- Genre: Drama
- Created by: Miguel Sáez Carral
- Based on: Sin tetas no hay paraíso by Gustavo Bolívar
- Directed by: Alfonso Arandia
- Country of origin: Spain
- Original language: Spanish
- No. of seasons: 3
- No. of episodes: 43

Production
- Production company: Grundy Televisión

Original release
- Network: Telecinco
- Release: 9 January 2008 – 20 December 2009

Related
- Sin senos no hay paraíso

= Sin tetas no hay paraíso (Spanish TV series) =

Spanish television series

Sin tetas no hay paraíso is a Spanish drama television series produced by Grundy Televisión for Telecinco. It is an adaptation of the original homonymous format of Caracol Televisión. The series premiered on 9 January 2008, and ended on 20 December 2009 with a total of 3 seasons and forty-three episodes. After the end of the third season Telecinco announced a fourth season, but it was not produced. It stars Amaia Salamanca as the titular character. The series revolves around a love story of an innocent young woman, self-conscious about her little chest, and an attractive drug trafficker.

The first two seasons starred Amaia Salamanca and Miguel Ángel Silvestre. The latter only lasted two seasons in the series, since his character died at the end of the second season. On 8 January 2009, Telecinco broadcast the finale of the second season in which Silvestre's character was killed. The episode was watched by a total of 5.31 million viewers. The next day the channel broadcast another alternative ending where the protagonists lived a happy life and away from all the problems. The series was nominated for the TP de Oro Awards for Best National Series.

== Cast ==
- Amaia Salamanca as Catalina Marcos Ruiz
- Thaïs Blume as Cristina Calleja
- María Castro as Jessica del Río
- Xenia Tostado as Vanessa Suárez
- Luis Zahera as El Pertur
- Álex García as José Moreno (seasons 2–3)
- Miguel Ángel Silvestre as Rafael Duque (seasons 1–2)
- Fernando Guillén Cuervo as Tomás Castillo (seasons 1–2)
- Armando del Río as Diego Torres (seasons 1–2)
- Manolo Caro as Ramón Amaya (seasons 1–2)
- Álex Barahona as Alberto (seasons 1–2)
- Cuca Escribano as Fina Ruiz (seasons 1–2)
- Mario Bolaños as John Jairo Morón (seasons 1–2)
- Manolo Cardona as Martín (season 3)
- Juan Alfonso Baptista as Guillermo Mejía (season 3)

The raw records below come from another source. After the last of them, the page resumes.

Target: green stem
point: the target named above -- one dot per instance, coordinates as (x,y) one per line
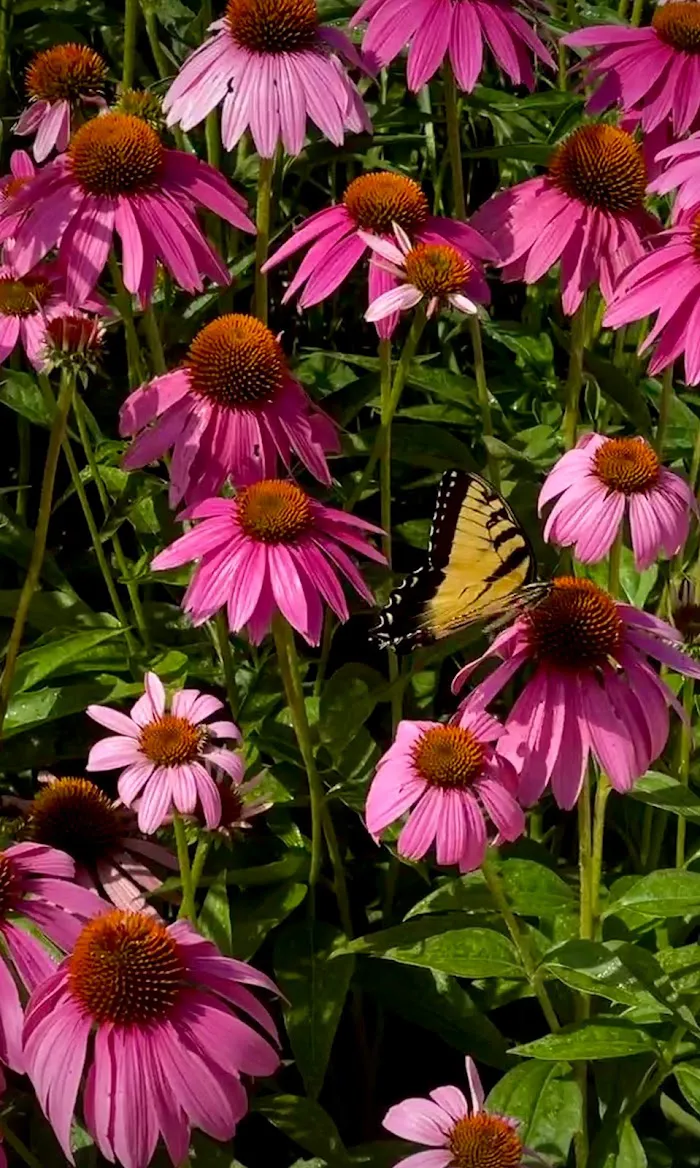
(289,668)
(664,410)
(131,15)
(188,908)
(57,433)
(227,661)
(521,943)
(575,376)
(262,240)
(484,397)
(454,140)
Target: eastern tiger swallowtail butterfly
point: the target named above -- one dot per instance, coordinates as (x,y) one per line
(480,565)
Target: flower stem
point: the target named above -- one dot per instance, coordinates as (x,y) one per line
(664,410)
(483,397)
(454,140)
(289,667)
(520,940)
(262,240)
(187,908)
(57,433)
(575,377)
(131,15)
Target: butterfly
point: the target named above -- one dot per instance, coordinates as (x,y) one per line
(480,565)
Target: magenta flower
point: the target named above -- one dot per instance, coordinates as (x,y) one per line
(163,748)
(665,282)
(451,779)
(434,272)
(653,73)
(158,1034)
(604,480)
(457,1132)
(593,690)
(60,81)
(586,214)
(338,238)
(436,28)
(117,176)
(35,887)
(272,69)
(231,410)
(270,549)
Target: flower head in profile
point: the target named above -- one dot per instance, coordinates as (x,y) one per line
(231,410)
(603,481)
(458,1132)
(593,689)
(434,273)
(271,64)
(461,32)
(587,214)
(161,748)
(151,1016)
(76,817)
(270,549)
(337,240)
(36,889)
(60,82)
(451,780)
(652,73)
(117,176)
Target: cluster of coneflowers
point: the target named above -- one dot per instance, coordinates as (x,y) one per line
(145,1022)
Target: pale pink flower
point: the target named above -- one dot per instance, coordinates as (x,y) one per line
(271,69)
(163,746)
(60,81)
(587,214)
(157,1035)
(456,1131)
(270,549)
(603,481)
(653,73)
(435,29)
(231,410)
(337,241)
(36,888)
(593,690)
(117,176)
(432,272)
(451,780)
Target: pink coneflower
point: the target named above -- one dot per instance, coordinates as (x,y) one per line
(587,214)
(152,1015)
(163,748)
(653,73)
(338,240)
(231,410)
(458,1133)
(75,817)
(432,272)
(451,780)
(593,690)
(665,282)
(118,176)
(272,65)
(272,548)
(603,480)
(59,82)
(438,28)
(36,887)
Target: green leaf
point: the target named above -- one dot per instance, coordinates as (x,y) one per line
(214,920)
(605,1037)
(316,989)
(546,1100)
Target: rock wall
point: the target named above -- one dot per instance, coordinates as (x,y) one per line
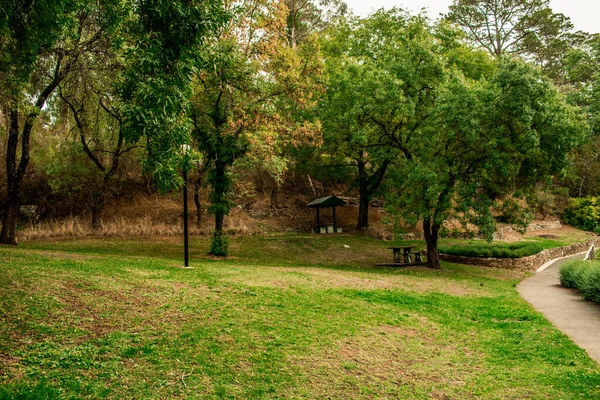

== Differences from the Colombian version ==
The series has contributions to adapt history to the social reality of Spain.
- The Colombian version stays closer to the book authored by Gustavo Bolívar.
- The shanty-town environment is changed to a working-class neighborhood common in Madrid.
- The motivations of the protagonist of the Spanish version is love, while in the Colombian series it was ambition.
- Catalina's friends are cold and cunning in the Colombian version whereas in the Spanish version they are candid and naïf; similarly, Catalina's mother is driven by ambition in the Colombian version whereas she comes up as selfless and pretty much an archetype of perfect mother in the Spanish version.